Para o almoço tinha de tudo, pato ao tucupi, pirarucu a casaca, galinha picante, caruru e vatapá. Como complemento tinha arroz branco, farofa de lingüiça, macaxeira cozida e maniçoba. Oferta dos pais dos atletas do bairro para o time visitante e seus familiares O povo era pobre mais gostava de comer bem e com fartura. Para beber, a criançada podia dispor de refresco de maracujá, aluá de abacaxi, chicha e refresco de groselha. Quem gosta de boa mesa necessita de fartura no copo. Para os adultos, cachaça à vontade. Por conta do “Seu” Manoel. Cerveja era por conta de cada um, era só pedir no balcão da padaria. Era proibido trazer bebida de fora, afinal, “Seu” Manoel não podia ficar só no prejuízo.

O ambiente no campinho e arredores estava eletrizado pela expectativa do jogo. Pais travestidos de técnicos davam instruções, as mais variadas, projetando seus anseios e frustrações nas frágeis cabeças dos imberbes jogadores. Diante da pressão dos pais os meninos atletas manifestavam as mais diversas reações.
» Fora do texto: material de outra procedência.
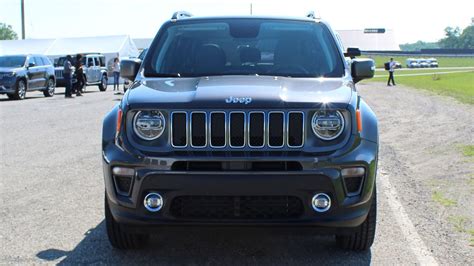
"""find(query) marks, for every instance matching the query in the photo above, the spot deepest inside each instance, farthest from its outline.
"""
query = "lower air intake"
(236, 207)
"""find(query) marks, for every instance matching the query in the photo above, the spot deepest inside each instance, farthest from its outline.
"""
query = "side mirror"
(129, 68)
(352, 52)
(362, 68)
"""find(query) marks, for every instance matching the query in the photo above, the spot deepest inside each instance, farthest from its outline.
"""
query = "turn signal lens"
(119, 120)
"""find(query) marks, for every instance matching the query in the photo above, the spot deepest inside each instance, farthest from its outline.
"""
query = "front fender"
(370, 130)
(109, 127)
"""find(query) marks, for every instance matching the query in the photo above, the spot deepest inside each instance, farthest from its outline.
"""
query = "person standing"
(79, 75)
(67, 74)
(116, 70)
(391, 69)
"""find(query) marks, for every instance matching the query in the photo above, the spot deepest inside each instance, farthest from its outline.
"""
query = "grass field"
(404, 71)
(457, 85)
(442, 61)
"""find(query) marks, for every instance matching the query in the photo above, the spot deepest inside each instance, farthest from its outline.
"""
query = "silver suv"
(95, 70)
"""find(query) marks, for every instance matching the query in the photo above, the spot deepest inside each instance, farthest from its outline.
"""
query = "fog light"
(321, 202)
(153, 202)
(123, 171)
(353, 171)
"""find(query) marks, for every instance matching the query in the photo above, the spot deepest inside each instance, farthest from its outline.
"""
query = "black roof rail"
(181, 15)
(313, 15)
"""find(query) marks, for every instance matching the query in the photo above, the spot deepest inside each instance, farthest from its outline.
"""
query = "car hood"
(10, 69)
(250, 92)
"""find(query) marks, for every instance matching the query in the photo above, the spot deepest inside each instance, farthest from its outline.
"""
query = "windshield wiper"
(163, 75)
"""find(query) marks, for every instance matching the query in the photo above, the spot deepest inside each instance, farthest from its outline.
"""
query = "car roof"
(306, 19)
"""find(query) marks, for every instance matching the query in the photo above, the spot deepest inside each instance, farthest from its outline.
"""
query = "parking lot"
(52, 190)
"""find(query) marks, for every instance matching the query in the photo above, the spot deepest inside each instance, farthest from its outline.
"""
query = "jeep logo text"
(244, 100)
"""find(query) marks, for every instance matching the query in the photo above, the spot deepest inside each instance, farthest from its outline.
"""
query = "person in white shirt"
(116, 70)
(392, 66)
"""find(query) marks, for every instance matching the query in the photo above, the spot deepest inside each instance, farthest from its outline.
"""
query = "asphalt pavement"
(52, 196)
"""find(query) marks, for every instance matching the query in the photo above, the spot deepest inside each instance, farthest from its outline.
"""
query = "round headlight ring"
(150, 112)
(318, 114)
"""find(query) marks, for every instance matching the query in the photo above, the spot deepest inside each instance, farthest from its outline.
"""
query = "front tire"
(49, 92)
(20, 91)
(103, 83)
(119, 238)
(363, 238)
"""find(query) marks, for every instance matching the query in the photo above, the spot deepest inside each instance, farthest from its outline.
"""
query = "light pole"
(23, 19)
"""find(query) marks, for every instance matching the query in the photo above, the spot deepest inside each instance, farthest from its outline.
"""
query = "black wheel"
(364, 237)
(50, 89)
(119, 238)
(103, 83)
(20, 91)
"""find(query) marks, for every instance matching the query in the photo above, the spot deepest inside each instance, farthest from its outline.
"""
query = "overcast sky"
(412, 20)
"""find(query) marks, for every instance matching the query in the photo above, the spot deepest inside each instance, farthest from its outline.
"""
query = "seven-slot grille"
(237, 129)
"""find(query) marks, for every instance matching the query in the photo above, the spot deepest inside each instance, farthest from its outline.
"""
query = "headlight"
(149, 125)
(327, 124)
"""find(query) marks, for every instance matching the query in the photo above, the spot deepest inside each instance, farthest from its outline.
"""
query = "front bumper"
(319, 174)
(6, 89)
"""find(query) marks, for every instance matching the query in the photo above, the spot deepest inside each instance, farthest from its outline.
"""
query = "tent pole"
(23, 19)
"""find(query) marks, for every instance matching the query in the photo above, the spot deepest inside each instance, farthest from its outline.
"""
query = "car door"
(89, 69)
(33, 72)
(42, 71)
(97, 68)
Alguns mordiam os lábios, outros roíam as unhas, um ou outro ficava com os olhos parados, olhando para o nada.

O técnico do time do Tião, “Seu” Manoel, acabou com a farra dos pais. Afastou os “técnicos”, chamou os meninos para debaixo da copa de uma mangueira, e à sombra da frondosa árvore falou aos meninos que aquilo era só um jogo, que haveria outros mais, que se cada uma desse o melhor de si as chances de vitória seriam grandes. Que era só cada um fazer o seu trabalho, usar de suas habilidades e pensar em equipe. Em suma, era jogar com prazer, com o coração e esquecer que os pais estavam à beira do campo. “Seu” Manoel chamou o Tião que mais parecia uma fera enjaulada andando de um lado o outro, olhando fixo no horizonte, nem tinha ouvido a preleção do técnico.

“Ô gajo! Vens cá! Tu deves ser o mais tranqüilo de todos. Quando tudo estiver perdido. Quando os defensores perderem a corrida para os atacantes adversários, é tu, o guarda-metas que vai salvar o time. Ora, pois! Então tratas de ficares calmo. Pois, pois”?
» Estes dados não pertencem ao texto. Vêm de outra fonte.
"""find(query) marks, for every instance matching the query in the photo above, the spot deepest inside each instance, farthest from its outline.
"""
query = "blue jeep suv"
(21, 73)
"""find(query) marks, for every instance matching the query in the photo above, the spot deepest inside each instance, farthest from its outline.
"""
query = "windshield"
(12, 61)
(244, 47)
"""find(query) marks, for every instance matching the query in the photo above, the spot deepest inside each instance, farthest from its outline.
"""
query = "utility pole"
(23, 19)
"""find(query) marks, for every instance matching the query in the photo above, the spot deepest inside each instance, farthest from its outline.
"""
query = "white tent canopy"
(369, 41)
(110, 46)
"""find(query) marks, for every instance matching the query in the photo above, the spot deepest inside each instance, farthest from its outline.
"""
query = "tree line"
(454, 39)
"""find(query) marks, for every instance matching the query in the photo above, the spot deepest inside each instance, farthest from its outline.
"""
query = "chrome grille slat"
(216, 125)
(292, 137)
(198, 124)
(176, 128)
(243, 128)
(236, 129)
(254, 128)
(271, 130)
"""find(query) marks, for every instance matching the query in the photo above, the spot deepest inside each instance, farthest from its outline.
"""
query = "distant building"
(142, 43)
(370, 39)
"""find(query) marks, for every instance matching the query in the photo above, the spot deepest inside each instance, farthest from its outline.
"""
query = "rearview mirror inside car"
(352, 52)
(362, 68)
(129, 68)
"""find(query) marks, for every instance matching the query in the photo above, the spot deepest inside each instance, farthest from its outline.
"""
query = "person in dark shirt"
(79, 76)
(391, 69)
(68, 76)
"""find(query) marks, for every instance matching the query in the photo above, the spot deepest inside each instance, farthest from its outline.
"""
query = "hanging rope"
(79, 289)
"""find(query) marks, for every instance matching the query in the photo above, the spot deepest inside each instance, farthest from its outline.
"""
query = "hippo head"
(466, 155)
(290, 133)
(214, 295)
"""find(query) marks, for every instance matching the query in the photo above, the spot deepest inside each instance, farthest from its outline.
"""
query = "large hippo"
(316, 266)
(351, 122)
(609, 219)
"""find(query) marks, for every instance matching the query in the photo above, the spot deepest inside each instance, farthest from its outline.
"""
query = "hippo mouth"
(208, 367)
O jogo começou tenso. Ataques fulminantes de um lado e de outro. Faltas desleais do time do bairro, mais desleais ainda do time adversário. O goleiro do time deles fazendo defesas difíceis. Chute rasteiro, forte, no canto. O goleiro adversário com a ponta dos dedos tocou para fora.

Contra ataque rápido do time adversário, o atacante deles driblou todo o time, deu um “drible da vaca” no meia-direita do time do bairro e quando partiu em direção do gol, sozinho, Zé Lelé voltando lá da frente, surgindo do nada ao lado do adversário, meteu um soberbo carrinho na bola jogando-a para lateral, mas tocou no adversário e o derrubou na entrada da grande área. Falta perigosa. Mais um passo e seria pênalti.
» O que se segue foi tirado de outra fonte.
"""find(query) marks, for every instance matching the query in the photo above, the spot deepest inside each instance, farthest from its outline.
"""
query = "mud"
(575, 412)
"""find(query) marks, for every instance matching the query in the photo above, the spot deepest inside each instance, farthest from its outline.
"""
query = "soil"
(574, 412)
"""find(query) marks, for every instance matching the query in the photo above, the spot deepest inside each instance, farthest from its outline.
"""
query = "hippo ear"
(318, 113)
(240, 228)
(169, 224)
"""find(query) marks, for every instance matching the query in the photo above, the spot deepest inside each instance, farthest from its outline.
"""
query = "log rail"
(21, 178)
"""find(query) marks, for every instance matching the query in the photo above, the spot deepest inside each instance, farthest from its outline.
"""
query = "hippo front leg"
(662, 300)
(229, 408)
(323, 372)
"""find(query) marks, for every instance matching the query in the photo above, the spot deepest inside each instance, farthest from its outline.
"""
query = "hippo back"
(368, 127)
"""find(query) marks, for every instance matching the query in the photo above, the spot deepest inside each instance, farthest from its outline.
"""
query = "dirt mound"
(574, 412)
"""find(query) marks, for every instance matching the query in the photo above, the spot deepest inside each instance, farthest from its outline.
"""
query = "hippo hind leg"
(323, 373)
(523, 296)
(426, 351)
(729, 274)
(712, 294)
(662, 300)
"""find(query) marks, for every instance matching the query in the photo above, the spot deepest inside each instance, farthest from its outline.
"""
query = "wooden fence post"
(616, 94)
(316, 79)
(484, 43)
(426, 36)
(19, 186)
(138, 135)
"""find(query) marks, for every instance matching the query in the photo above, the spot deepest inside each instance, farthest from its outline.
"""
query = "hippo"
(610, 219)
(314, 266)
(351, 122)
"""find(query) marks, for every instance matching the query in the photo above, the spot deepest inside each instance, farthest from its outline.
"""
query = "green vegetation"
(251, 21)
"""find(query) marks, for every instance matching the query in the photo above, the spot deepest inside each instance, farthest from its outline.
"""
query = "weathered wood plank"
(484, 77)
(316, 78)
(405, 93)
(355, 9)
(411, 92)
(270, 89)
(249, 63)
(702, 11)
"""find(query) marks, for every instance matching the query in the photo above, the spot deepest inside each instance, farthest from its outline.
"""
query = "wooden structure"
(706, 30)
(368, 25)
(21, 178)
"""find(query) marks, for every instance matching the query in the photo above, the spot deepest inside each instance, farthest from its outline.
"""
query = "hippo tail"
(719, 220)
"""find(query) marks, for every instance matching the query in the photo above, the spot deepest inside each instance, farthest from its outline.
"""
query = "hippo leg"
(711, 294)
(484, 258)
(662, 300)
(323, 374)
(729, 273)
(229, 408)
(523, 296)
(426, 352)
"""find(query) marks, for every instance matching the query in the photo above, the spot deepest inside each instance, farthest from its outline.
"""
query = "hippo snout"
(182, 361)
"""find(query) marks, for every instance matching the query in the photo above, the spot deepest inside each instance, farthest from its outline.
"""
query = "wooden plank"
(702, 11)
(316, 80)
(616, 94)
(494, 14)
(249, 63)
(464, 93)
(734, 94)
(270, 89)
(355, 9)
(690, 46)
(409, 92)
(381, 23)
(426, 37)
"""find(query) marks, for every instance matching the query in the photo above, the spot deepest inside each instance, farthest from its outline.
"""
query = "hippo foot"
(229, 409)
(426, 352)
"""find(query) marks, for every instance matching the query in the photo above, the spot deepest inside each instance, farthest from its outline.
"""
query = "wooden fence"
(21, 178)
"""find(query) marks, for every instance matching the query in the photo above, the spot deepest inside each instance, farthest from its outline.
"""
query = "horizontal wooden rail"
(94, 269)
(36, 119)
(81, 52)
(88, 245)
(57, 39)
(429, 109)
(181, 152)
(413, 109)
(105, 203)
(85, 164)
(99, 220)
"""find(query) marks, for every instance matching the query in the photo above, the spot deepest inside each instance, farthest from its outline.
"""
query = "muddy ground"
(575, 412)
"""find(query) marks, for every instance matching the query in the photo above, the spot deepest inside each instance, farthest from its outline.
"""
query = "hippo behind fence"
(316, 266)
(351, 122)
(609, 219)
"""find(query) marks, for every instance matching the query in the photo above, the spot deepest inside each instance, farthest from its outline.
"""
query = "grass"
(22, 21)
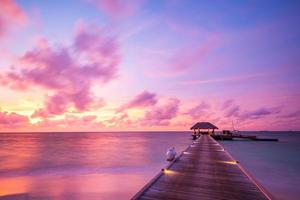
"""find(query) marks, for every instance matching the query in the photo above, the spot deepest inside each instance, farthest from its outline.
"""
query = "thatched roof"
(204, 125)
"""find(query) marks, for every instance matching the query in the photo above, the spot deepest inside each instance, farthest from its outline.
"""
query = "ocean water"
(56, 166)
(116, 165)
(275, 165)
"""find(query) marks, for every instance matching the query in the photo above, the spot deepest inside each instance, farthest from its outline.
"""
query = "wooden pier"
(203, 171)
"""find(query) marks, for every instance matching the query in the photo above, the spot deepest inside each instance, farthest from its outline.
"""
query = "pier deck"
(203, 171)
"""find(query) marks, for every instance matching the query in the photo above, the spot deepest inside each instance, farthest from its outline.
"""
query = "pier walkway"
(203, 171)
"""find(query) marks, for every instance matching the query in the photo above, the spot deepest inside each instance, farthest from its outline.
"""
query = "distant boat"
(171, 154)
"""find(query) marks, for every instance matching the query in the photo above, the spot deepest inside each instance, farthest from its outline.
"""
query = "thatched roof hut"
(203, 125)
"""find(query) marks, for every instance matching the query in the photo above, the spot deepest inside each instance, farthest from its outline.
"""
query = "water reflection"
(82, 165)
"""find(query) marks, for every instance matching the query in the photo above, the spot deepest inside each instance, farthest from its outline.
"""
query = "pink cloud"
(224, 79)
(142, 100)
(185, 58)
(161, 115)
(11, 16)
(199, 110)
(68, 72)
(70, 122)
(230, 108)
(259, 113)
(119, 8)
(12, 120)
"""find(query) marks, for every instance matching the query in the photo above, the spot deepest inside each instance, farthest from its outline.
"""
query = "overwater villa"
(203, 128)
(207, 128)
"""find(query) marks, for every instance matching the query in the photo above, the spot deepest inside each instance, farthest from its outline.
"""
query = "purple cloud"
(119, 8)
(259, 113)
(142, 100)
(68, 72)
(11, 16)
(161, 115)
(230, 109)
(198, 110)
(12, 120)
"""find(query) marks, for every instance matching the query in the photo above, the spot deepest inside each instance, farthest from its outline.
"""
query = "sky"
(149, 65)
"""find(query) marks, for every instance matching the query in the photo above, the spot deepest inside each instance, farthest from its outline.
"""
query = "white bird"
(171, 154)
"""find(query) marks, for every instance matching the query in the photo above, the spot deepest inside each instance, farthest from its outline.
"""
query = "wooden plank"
(203, 171)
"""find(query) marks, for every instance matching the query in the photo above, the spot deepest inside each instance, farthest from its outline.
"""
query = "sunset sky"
(111, 65)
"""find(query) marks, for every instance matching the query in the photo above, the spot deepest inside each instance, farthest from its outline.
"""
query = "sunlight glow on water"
(82, 165)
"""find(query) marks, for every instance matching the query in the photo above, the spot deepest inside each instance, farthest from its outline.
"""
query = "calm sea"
(116, 165)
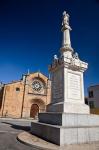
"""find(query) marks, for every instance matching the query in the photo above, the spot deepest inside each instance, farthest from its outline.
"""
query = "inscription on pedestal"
(57, 86)
(74, 86)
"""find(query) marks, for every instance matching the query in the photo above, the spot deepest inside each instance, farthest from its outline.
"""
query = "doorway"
(34, 110)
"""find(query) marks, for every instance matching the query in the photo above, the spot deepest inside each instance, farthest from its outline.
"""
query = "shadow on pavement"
(18, 127)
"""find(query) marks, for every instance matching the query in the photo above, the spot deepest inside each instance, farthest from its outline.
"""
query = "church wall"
(32, 97)
(12, 100)
(18, 97)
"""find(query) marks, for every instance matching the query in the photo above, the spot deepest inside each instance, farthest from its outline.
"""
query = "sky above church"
(30, 34)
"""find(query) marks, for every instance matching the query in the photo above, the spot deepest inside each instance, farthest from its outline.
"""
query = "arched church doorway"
(34, 110)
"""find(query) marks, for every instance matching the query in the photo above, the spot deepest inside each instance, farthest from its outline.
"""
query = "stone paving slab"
(29, 139)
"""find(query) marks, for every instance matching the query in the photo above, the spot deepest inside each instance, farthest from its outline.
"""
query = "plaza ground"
(10, 128)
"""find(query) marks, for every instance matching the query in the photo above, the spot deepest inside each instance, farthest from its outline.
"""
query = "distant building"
(26, 97)
(93, 99)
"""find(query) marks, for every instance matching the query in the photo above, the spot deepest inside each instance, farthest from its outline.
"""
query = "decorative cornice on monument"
(73, 63)
(68, 58)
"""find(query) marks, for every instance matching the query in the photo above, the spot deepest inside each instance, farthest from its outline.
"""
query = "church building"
(26, 97)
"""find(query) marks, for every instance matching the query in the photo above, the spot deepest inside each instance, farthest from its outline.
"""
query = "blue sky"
(30, 34)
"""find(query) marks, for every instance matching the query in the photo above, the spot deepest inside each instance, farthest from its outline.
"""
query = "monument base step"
(61, 135)
(67, 107)
(69, 119)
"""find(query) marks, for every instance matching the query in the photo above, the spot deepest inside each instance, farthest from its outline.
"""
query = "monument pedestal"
(67, 120)
(68, 108)
(63, 128)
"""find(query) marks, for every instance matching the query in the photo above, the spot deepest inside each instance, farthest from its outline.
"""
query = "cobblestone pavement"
(9, 129)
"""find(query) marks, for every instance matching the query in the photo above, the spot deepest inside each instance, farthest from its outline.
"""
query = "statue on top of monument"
(65, 19)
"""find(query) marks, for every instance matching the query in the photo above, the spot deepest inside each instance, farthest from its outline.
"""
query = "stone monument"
(67, 120)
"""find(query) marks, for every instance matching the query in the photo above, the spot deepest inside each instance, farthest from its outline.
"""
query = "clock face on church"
(37, 86)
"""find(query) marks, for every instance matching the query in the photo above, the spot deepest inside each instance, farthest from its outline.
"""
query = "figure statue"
(65, 19)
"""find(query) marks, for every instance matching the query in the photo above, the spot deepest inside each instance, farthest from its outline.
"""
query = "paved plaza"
(10, 128)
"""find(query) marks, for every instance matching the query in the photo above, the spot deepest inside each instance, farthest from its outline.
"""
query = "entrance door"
(34, 110)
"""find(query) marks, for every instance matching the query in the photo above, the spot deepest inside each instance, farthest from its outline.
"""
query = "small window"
(91, 94)
(91, 104)
(17, 89)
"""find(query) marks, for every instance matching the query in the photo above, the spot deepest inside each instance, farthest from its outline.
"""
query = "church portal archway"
(34, 110)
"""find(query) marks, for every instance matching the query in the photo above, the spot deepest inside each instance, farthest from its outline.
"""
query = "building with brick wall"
(26, 97)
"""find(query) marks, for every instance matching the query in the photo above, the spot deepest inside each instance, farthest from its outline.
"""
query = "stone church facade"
(26, 97)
Zé Lelé tinha esse apelido porque todos achavam que ele não batia bem da cabeça. Vivia com um lápis e caderno à mão. Ele dizia que era para registrar as coisas que aconteciam no bairro. Vire e mexe ele tirava os apetrechos de dentro de uma sacola que ele carregava pendurada no ombro e danava a escrever. Outras vezes a turma o encontrava sentado à sombra de uma árvore com um livro na mão. Todo mundo achava que o moleque não “batia bem da bola”. Daí a razão do apelido. O bom é que era um zagueiro esforçado. Conseguira a vaga no time mais pela dedicação do que pela a habilidade.

O jogo foi divido em dois tempos de vinte e cinco minutos cada tempo com dez minutos de intervalo. A partida estava em zero a zero. A falta acontecera aos vinte e três minutos do segundo tempo.

O árbitro fez a contagem regulamentar de nove passos, marcou o local da barreira e autorizou o chute direto. O batedor era considerado um exímio cobrador de faltas. O terror dos goleiros. Tião impassível caminhou até onde estava a bola, voltou-se, olhou em direção ao gol, encarou o adversário e voltou para debaixo das traves de onde orientou a posição barreira. Surpreso com a irreverência de Tião o árbitro o brindou com o Cartão Amarelo. Lugar de goleiro é gol e não se pavoneando antes da cobrança de uma infração.

O cobrador de faltas ajeitou a bola na marca da cal. Colocou o pé direito ao lado bola, retrocedeu quatro passos, olhou por sobre o segundo homem postado na barreira, da direita para a esquerda, fixou os olhos no anglo superior direito, avançou lentamente e bateu, suavemente, cavando por debaixo da bola. De chapa. A redonda subiu mansa por sobre a cabeça do segundo homem da barreira. Ele ainda pulou se esticando todo a fim evitar a passagem fatídica. A bola ultrapassou a barreira numa curva perfeita e obediente procurou o anglo superior direito, a “gaveta”, o “ninho da coruja”. Era fim.

“Seu” Manoel fechou os olhos e cofiou os enormes bigodes. Porém... Eis que surge o moleque Tião catapultado pelas ágeis canelas finas.

O goleirinho, um gigante, alongou o corpo, esticando até o último tendão das pontas dos dedos e triscou na bola, de leve, com a ponta da unha. Nem mesmo uma pantera negra demonstraria tanta elasticidade.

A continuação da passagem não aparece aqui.